I am studying alone and I would like to have a feedback on my two first answers in "a)" and "b)" and get help on "c)".
Question:
We have the following parametric surface in $\mathbb{R}^3$, $ \vec{\phi}(r ; \theta ) = \begin{pmatrix}
r \cdot cos(\theta)\\
1/r^2 \\
r \cdot sin(\theta)
\end{pmatrix}$, with $r >0 , 0 \leq \theta < 2 \pi $ which is a parametrization I ve found of the surface $S= \left \{ (x;y;z) \in \mathbb{R} \times \mathbb{R}^{+*} \times \mathbb{R} : x^2 + z^2 = 1/y \right \}$
a) Find an orthonormal basis of the tangent plane at all point $( r ; \theta ) $
b) From their deduce a normal vector at all point $( r ; \theta ) $
c) Justify that the parametrization of $S$ you ve found is a bijection
Answer:
a) As we proved here $S$ is a sub manifold of order $2$. Then we can say that the tangent plane of $S$ at any point $x_p$ is $T_{x_0} S = Span \left \{\frac{\partial }{\partial r} \vec{\phi} ; \frac{\partial }{\partial \theta} \vec{\phi} \right \} $ with $\frac{\partial }{\partial r} \vec{\phi} = \begin{pmatrix} cos(\theta)\\ -2/r^3 \\ sin(\theta) \end{pmatrix}$ and $\frac{\partial }{\partial \theta} \vec{\phi} = \begin{pmatrix} -r \cdot sin(\theta)\\ 0 \\ r \cdot cos(\theta) \end{pmatrix} $.
b) Naturally we have that a normal vector $ \vec{v}_{x_0}$ at each point $x_0$ of $S$ is simply given by $\frac{\partial }{\partial r} \vec{\phi} \times \frac{\partial }{\partial \theta} \vec{\phi}$
c) It mays be sound stupid.
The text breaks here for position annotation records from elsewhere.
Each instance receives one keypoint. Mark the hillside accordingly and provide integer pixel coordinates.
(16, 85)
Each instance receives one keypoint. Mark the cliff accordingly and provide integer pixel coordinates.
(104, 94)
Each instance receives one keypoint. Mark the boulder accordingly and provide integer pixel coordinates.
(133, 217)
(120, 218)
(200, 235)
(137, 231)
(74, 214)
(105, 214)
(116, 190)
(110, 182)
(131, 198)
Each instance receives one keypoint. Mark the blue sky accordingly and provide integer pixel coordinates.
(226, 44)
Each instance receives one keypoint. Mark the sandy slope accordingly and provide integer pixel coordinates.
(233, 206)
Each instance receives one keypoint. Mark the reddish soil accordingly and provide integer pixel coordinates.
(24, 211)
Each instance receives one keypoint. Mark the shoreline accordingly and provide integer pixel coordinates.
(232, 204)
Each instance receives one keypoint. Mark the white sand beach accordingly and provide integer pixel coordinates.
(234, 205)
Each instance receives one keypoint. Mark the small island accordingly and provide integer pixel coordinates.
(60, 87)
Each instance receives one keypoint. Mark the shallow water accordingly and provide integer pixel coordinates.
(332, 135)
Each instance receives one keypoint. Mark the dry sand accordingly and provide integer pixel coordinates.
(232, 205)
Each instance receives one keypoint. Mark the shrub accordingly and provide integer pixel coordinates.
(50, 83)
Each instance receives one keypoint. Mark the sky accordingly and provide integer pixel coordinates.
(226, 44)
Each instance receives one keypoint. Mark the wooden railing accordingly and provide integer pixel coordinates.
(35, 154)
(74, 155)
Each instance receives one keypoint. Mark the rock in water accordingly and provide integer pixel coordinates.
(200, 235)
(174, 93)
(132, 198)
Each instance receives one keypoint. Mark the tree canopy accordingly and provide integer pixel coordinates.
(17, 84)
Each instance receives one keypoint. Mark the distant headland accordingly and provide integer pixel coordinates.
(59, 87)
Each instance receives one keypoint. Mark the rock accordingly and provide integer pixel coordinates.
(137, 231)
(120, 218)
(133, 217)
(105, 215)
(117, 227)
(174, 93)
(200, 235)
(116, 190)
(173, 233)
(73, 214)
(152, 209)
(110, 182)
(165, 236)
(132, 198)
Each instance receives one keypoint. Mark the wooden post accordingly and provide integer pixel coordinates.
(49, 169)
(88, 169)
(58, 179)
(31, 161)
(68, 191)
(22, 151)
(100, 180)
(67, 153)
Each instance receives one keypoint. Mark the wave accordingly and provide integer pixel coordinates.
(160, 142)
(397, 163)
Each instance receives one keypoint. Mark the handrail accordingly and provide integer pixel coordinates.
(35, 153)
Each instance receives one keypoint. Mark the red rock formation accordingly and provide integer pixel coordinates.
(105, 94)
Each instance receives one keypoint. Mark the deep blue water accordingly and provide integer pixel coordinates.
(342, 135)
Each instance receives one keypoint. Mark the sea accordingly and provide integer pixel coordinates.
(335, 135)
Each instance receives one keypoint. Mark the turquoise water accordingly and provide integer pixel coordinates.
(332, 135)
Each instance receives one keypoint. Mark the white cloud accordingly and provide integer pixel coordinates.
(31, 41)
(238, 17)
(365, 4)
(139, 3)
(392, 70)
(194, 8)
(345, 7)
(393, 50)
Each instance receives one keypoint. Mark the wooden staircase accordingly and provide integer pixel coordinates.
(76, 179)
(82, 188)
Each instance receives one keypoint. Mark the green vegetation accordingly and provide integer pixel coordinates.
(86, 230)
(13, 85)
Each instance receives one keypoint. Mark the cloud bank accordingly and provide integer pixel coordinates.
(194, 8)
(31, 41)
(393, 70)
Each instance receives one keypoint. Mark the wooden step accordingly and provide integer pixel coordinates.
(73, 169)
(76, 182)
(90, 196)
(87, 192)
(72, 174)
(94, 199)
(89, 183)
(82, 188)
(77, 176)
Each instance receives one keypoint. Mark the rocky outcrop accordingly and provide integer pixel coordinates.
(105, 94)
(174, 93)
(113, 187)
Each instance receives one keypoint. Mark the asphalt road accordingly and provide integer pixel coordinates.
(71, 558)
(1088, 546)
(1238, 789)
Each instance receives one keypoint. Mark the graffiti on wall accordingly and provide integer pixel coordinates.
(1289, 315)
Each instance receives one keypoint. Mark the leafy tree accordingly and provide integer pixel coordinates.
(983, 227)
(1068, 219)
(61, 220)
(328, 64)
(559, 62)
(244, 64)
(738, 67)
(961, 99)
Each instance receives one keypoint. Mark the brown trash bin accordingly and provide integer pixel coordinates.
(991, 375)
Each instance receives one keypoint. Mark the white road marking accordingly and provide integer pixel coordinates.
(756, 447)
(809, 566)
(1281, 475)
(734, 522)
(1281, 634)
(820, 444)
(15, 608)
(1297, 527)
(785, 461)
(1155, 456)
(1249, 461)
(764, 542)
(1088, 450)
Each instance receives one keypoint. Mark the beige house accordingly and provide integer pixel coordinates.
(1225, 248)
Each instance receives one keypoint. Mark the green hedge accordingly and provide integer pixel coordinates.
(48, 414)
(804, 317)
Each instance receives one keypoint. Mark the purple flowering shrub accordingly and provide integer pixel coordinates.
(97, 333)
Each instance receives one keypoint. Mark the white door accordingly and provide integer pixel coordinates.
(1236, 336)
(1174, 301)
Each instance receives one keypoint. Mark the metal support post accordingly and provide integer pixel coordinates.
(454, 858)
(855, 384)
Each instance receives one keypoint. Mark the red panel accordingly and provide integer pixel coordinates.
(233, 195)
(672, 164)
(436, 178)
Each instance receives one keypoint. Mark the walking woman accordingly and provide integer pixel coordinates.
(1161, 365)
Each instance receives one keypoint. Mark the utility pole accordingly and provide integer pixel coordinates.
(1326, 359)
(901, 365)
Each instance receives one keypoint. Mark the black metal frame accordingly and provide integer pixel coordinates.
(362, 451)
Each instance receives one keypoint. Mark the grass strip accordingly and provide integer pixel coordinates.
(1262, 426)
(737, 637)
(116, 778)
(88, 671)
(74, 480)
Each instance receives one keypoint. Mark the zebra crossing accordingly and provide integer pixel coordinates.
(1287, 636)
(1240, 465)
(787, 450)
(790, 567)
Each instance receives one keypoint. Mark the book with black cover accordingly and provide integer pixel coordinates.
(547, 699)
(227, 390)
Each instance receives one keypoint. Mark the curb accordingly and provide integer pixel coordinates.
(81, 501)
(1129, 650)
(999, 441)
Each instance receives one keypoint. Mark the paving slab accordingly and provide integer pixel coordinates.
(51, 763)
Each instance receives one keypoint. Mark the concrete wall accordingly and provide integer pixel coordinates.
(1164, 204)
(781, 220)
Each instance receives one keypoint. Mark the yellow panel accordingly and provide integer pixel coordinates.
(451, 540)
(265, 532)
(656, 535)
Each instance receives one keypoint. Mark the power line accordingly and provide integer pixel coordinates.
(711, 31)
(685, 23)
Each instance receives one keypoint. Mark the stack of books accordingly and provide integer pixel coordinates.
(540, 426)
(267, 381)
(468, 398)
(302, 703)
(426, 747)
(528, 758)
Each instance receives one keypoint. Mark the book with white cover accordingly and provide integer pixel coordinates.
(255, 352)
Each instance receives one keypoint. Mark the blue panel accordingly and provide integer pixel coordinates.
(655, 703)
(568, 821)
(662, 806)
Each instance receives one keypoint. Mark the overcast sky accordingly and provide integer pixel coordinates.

But how can I prove that $ \vec{\phi}(r ; \theta ) $ is a bijection from $ r>0 ; 0 \leq \theta < 2 \pi $ to $ S $? It seems to me so obvious taht I get difficulty of justifiying it.
Thank you for your help.
I think I ve found a solution for "c)" in all the cases I will be happy to have your feedback on what I ve writen.
c)
To prove that $\vec{\phi} (r ; \theta) $ is a bijection from $r > 0 , 0 \leq \theta < 2\pi $ to $S$ I need to demonstrate that $\vec{\phi} (r ; \theta) $ is injective and surjective.
1- Injectivity : $ f : X \rightarrow Y , \forall a \neq b \in X \Rightarrow f(a) \neq f(b)$
Let take two points $ (r_1; \theta_1) \neq (r_2; \theta_2)$.
In the case it is at least $r_1 \neq r_2 \Rightarrow 1/r_1^2 \neq 1/r_2^2$ (the "$Y$ axis component" of our parametrisation) and so obviously $\vec{\phi}(r_1 ; \theta_1) \neq \vec{\phi}(r_2 ; \theta_2)$.
In the case it is at least $ \theta_1 \neq \theta_2 \neq 0 , \pi$ we have that $sin(\theta_1) \neq sin(\theta_2) $ by the definition of the $sin(.)$ function. Now in the special case that $ \theta_1 = 0 , \theta_2 = \pi $ we can eventually have that the Z and Y axis component are equals but concerning the X axis component we have that $r_1 cos(0) =r_1 \neq -r_2 = r_2 cos( \pi )$.
2- Surjectivity: We need to prove that $ \forall (x';y';z') \in S , \exists (r' ; \theta') $ s.t. $ \vec{\phi}(r'; \theta') = (x';y';z')$
$y' = 1/r'^2 \Rightarrow r' = \sqrt{\frac{1}{y'}} >0$. Thus from here we can find $ \theta' = cos^{-1}(x' \sqrt{y'})$.
"1-" + "2-" $\Rightarrow $ bijection Q.E.D.
Is it correct?
Rem: According to the definition of $S$ it is obvious that $y>0$ in order for $y$ to be a possible coordinate of a point of $S$ along the $Y$ axis.